# What type of P?



## Rocco (Dec 18, 2004)

ITs about 7" but no red eye


----------



## 4cmob (Nov 21, 2004)

not a rhom


----------



## mom (Feb 16, 2005)

Rocco said:


> ITs about 7" but no red eye
> [snapback]906618[/snapback]​


I dont know what kind it is but it sure is one awesome looking fish!


----------



## fishofury (May 10, 2003)

WOW another Pristobrycon. I would have to say serrulatus. Very beautiful fish :nod:


----------



## Joga Bonito (Oct 30, 2004)

fishofury said:


> WOW another Pristobrycon. I would have to say serrulatus. Very beautiful fish :nod:
> [snapback]906674[/snapback]​


what is that a gold spilo?


----------



## fishofury (May 10, 2003)

henry 79 said:


> fishofury said:
> 
> 
> > WOW another Pristobrycon. I would have to say serrulatus. Very beautiful fish :nod:
> ...


Pristobrycon serrulatus and Serrasalmus spilopleura are two different species.


----------



## Joga Bonito (Oct 30, 2004)

so what is this Pristobrycon serrulatus?


----------



## fishofury (May 10, 2003)

henry 79 said:


> so what is this Pristobrycon serrulatus?
> [snapback]906715[/snapback]​


You can learn about all the different species of piranhas here

Click me

that should answer your question. Look through that website, I have learned a lot from it. Thanks to Frank


----------



## cooldudectd (Mar 4, 2004)

I'm not sure what he is, but he definately looks beautiful and healthy.

Nice fish, man.


----------



## MR HARLEY (Aug 12, 2003)

Dam you got a Beautiful fish , and it sure aint no gold spilo , something very rare you have.


----------



## the grinch (Feb 23, 2004)

Dont be dissapointed it's not a rhom, because you have someting very rare to the hobby. I agree with fishofury after looking at opefe, As far as genus (Pristobrycon). Great pics you captured.


----------



## Rocco (Dec 18, 2004)

MR HARLEY said:


> Dam you got a Beautiful fish , and it sure aint no gold spilo , something very rare you have.
> [snapback]907030[/snapback]​


Thanks Everyone,do u agree that it is a pristo harley?


----------



## the grinch (Feb 23, 2004)

He is the ONE!


----------



## MR HARLEY (Aug 12, 2003)

Rocco said:


> MR HARLEY said:
> 
> 
> > Dam you got a Beautiful fish , and it sure aint no gold spilo , something very rare you have.
> ...


Well I do trust Mike's judgement ..But I have to talk to Frank First .


----------



## Rocco (Dec 18, 2004)

the grinch said:


> Dont be dissapointed it's not a rhom, because you have someting very rare to the hobby. I agree with fishofury after looking at opefe, As far as genus (Pristobrycon). Great pics you captured.
> [snapback]907050[/snapback]​


Nah,im not dissapointed at all,he is a very nice looking fish and in the petstore he was pretty damn mean,so thats all good to me


----------



## Grosse Gurke (Jan 3, 2003)

Has serrulatus been moved to the genus Pristobrycon? I thought it was still classified under Serrasalmus.


----------



## hastatus (Jan 16, 2003)

> Grosse Gurke Posted Today, 11:52 AM
> *Has serrulatus been moved to the genus Pristobrycon?* I thought it was still classified under Serrasalmus.
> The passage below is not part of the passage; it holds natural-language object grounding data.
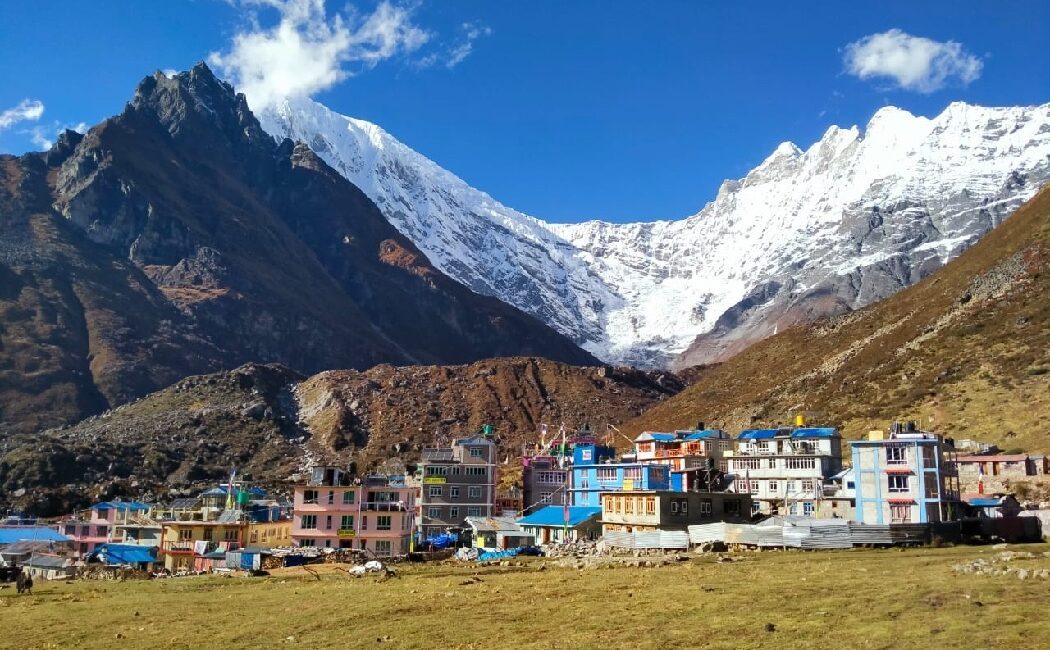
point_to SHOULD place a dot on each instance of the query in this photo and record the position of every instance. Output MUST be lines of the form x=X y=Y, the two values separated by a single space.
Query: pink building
x=375 y=514
x=98 y=524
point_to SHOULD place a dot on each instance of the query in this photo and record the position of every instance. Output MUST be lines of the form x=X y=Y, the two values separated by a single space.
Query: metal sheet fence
x=649 y=539
x=800 y=532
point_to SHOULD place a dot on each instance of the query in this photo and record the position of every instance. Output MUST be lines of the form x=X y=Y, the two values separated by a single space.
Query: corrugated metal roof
x=554 y=516
x=123 y=553
x=758 y=434
x=706 y=434
x=812 y=432
x=9 y=535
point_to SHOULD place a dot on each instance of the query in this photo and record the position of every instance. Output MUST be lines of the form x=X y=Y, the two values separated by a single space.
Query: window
x=898 y=483
x=747 y=463
x=897 y=455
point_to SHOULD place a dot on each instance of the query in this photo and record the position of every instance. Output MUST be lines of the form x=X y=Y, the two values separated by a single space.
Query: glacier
x=848 y=221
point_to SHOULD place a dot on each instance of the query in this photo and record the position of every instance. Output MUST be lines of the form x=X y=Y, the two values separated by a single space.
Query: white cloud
x=308 y=51
x=911 y=62
x=455 y=55
x=26 y=110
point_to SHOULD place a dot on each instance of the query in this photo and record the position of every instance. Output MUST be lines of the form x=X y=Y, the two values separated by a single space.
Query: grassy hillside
x=966 y=351
x=908 y=599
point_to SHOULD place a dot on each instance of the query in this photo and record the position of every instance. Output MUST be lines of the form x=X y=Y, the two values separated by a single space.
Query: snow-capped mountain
x=851 y=219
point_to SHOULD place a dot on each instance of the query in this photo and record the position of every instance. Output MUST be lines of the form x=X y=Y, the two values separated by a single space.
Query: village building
x=185 y=545
x=594 y=473
x=905 y=477
x=784 y=468
x=642 y=510
x=546 y=468
x=375 y=515
x=993 y=473
x=684 y=449
x=49 y=567
x=557 y=524
x=457 y=482
x=98 y=524
x=498 y=532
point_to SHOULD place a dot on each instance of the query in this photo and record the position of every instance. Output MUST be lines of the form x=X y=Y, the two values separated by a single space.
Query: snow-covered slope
x=851 y=219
Michel Jegu moved it under Pristobrycon (2001) but has not been accepted in that genus at the present time by other authorities. Still remains a Serrasalmus.


----------



## PiranhaMaster (Oct 21, 2003)

S.Gouldingi


----------



## Rocco (Dec 18, 2004)

hastatus said:


> > Grosse Gurke Posted Today, 11:52 AM
> > *Has serrulatus been moved to the genus Pristobrycon?* I thought it was still classified under Serrasalmus.
> 
> 
> ...


Does that still make my fish rare?


----------



## Rocco (Dec 18, 2004)

PiranhaMaster said:


> S.Gouldingi
> [snapback]907221[/snapback]​


Looks very much like that to me too


----------



## fishofury (May 10, 2003)

MR HARLEY said:


> Rocco said:
> 
> 
> > MR HARLEY said:
> ...


if you have to talk to frank first, than you don't trust me


----------



## hastatus (Jan 16, 2003)

> Rocco Posted Today, 01:13 PM
> QUOTE(hastatus @ Feb 24 2005, 03:05 PM)
> QUOTE
> Grosse Gurke Posted Today, 11:52 AM
> ...


They are not rare in nature, just not seen very often in the hobby. In order for the fish to be S. gouldingi it must have a series bars and prominent humeral spot though not as large as S. manueli. This fish has spots (look closely at the photos) and a few verticle bars. The fish has a slight blemish probably from the angle in one of the photos. Compare this with the OPEFE photo for S. serrulatus. The fish might be S. gouldingi. Shame scales are so brillient from photo flash. Takes away the proper ID.

Pristobrycons begin a fine line between TRUE Pristobrycons and True Serrasalmus species. The group is still being worked out by Jegu. Examples of Pristobrycon's that are Serrasalmus; sanchezi, gouldingi, serrulatus are a few examples.


----------